Spice Route grab your attention and they keep it with their new additions of Biltong, Beer tasting, chocolate tasting and food and wine pairings. One could spend the entire day there.

This month, take beer lovers to Barley and Biltong and sample their craft beers with delicious biltong.

For chocolate addicts, on the premises is DV Chocolate, one of SA’s only bean-to-bar producers, and cocoa connoisseurs.

Apart from being one of the oldest established wine farms in the Stellenbosch/Helderberg region, they are also one of the few wineries to grow California’s most-loved grape, Zinfandel.

It's difficult to grow as it has a rather annoying tendency of ripening unevenly but Blaauwklippen did not let this put them off.
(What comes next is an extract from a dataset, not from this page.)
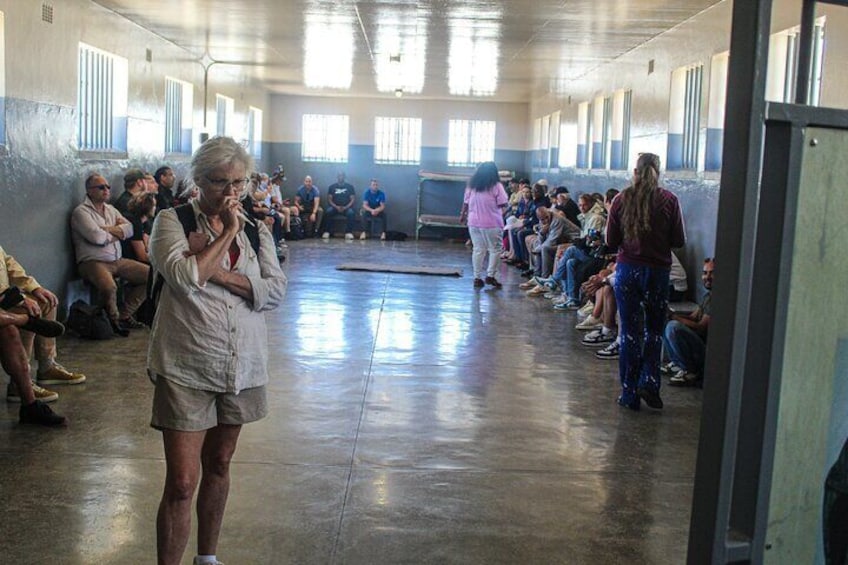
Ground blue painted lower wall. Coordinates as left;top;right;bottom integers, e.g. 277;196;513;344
665;133;683;170
704;128;724;171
They overcome the problem by cutting the bunches in half as an early stage of the ripening process.

In 2007 they made history by producing and bottling the first white Zinfandel in South Africa. This accomplishment alone is worthy of a visit to their winery.

De Morgenzon
You may be aware of the ‘Mozart Effect’, the belief that playing classical music to your baby when still in the womb, can have a positive effect on their IQ.

De Morgenzon go one step further:
‘We pipe Baroque music through our vineyards 24x7 and believe that the power of music positively influences the ripening process.’

The reasoning is not based entirely on a bad case of ‘wine-brain’, but rather from scientific proof that sound can effect growth in a plant. Indeed, The Telegraph Plant (Semaphore Plant or Dancing Grass) is a type of leguminous shrub whose leaves ‘dance’ rhythmically to harmonious music and it is only through music that it gives any response.

The proof is in the sipping so we suggest you head to their winery and be inspired, both through sound and taste.

Hailing from the Stellenbosch wine region, Johan Reyneke has made a name for his wines by employing organic farming methods in line with biodynamic principles.

"The farmers work with natural and cosmic cycles, rhythms and forces that regulate all life on earth to create a harmonious whole."

Such is their passion for organically grown grapes, their Reserve Red 2009 has won Best Wine and Best Red in the Nedbank Green Awards proving that adopting a sustainable and eco-friendly way of farming, does not compromise on taste.